No final plans or strategies have been made yet because it’s still very early in the response process, Cudd said, but a few ideas are being tossed around. In the coming weeks, once Gallagher and his team have had time to review the task forces’ reports, Pitt will begin making more concrete announcements.
“Of course, ideally, we will be teaching students face to face (in the fall 2020 semester),” Cudd said. “I think everybody’s ideal is that. But we’re planning for how could that be possible and under what conditions would that be possible — what the triggering conditions, as they say, would be for that.”

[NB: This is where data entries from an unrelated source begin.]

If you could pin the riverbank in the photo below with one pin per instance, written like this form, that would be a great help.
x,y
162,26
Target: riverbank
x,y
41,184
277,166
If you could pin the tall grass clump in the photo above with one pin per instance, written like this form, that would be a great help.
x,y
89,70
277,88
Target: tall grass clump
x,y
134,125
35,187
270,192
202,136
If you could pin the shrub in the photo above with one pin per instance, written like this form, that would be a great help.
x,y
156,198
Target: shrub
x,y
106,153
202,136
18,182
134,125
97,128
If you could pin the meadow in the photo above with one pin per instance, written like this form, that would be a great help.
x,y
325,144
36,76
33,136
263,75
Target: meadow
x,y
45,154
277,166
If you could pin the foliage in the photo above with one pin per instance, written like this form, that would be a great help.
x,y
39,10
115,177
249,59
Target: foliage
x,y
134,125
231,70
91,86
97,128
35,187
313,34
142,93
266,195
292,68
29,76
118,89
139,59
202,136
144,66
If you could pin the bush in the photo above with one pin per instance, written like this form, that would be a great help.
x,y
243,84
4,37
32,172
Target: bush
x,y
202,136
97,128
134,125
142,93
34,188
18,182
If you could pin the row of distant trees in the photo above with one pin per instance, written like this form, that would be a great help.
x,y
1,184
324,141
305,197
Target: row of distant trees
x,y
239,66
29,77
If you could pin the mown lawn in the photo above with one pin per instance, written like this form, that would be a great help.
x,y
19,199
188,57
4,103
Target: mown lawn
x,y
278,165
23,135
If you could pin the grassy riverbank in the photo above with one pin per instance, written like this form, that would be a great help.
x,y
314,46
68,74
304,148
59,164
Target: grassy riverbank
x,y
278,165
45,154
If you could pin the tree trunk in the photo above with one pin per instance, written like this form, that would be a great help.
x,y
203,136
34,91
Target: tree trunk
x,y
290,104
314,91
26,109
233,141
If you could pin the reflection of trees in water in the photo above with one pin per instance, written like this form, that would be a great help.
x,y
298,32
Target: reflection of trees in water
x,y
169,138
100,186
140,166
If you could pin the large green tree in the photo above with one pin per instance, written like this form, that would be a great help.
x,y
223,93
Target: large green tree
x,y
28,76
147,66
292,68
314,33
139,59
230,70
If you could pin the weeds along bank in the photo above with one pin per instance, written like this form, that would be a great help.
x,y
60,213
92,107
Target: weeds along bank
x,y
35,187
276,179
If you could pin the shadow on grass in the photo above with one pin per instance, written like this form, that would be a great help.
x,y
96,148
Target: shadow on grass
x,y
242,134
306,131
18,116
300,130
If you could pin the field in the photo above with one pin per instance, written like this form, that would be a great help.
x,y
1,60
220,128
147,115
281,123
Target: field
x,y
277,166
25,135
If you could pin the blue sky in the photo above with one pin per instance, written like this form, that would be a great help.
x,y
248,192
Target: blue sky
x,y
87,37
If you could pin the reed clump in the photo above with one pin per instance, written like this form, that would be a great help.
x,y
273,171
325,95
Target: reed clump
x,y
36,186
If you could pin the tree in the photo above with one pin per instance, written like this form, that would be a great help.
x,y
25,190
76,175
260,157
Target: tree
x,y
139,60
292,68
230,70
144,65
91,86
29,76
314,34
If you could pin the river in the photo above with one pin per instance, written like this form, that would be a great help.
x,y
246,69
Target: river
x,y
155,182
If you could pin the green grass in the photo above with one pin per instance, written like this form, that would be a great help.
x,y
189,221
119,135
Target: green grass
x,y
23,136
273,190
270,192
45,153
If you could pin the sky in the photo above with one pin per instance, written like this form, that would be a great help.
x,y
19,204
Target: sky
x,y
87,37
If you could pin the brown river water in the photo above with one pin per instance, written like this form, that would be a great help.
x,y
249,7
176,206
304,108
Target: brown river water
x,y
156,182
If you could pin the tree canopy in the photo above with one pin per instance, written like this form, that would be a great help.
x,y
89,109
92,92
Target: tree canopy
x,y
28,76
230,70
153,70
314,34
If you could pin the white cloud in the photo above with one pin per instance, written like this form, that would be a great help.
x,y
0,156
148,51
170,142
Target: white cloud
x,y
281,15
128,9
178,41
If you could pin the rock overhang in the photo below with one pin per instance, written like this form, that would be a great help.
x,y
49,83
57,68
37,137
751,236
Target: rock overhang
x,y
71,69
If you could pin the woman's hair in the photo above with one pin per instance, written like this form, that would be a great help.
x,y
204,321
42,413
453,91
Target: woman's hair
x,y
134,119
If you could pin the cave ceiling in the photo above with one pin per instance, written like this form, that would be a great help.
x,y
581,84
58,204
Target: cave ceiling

Some of the specific ideas on the table so far, she said, include testing, providing for quarantine or self-isolation, and requiring Pitt faculty, staff and students to wear masks on campus.
The task forces also have relied on surveys of faculty, staff and students and their parents to gather a broad range of input on Pitt’s sudden transition to remote learning — mostly to figure out what worked and what could be improved.
Cudd said the Health and Housing working group, which Martin co-chairs, works with several students on what would motivate students to follow new campus building and housing guidelines.
But compliance from the entire Pitt community will be a major component of on-campus operations in the fall semester, both Cudd and Martin said.
“We can’t enforce our way into compliance,” Cudd said. “What we have to do is create a sense of care and responsibility for each other. My mask protects you and your mask protects me.”
Martin agrees, adding that improvement relies on the actions of the community.
“The objective is not to minimize the number of sick people,” Martin said. “The idea is to increase the number of healthy people on campus. And that can be done. Simply by individual behavior.”
Martin sees an opportunity for Pitt to stand out as a leading institution with innovative strategies to help combat the spread of the virus. He said it’s important that people keep in mind that it’s not inevitable that the virus will spread to everyone.
“It can be mitigated through individual behavior, and that is an opportunity for us,” Martin said. “Universities have always meant so much to the advancement of cities and towns and states and society. This is an opportunity for the University to be an instrument of healing.”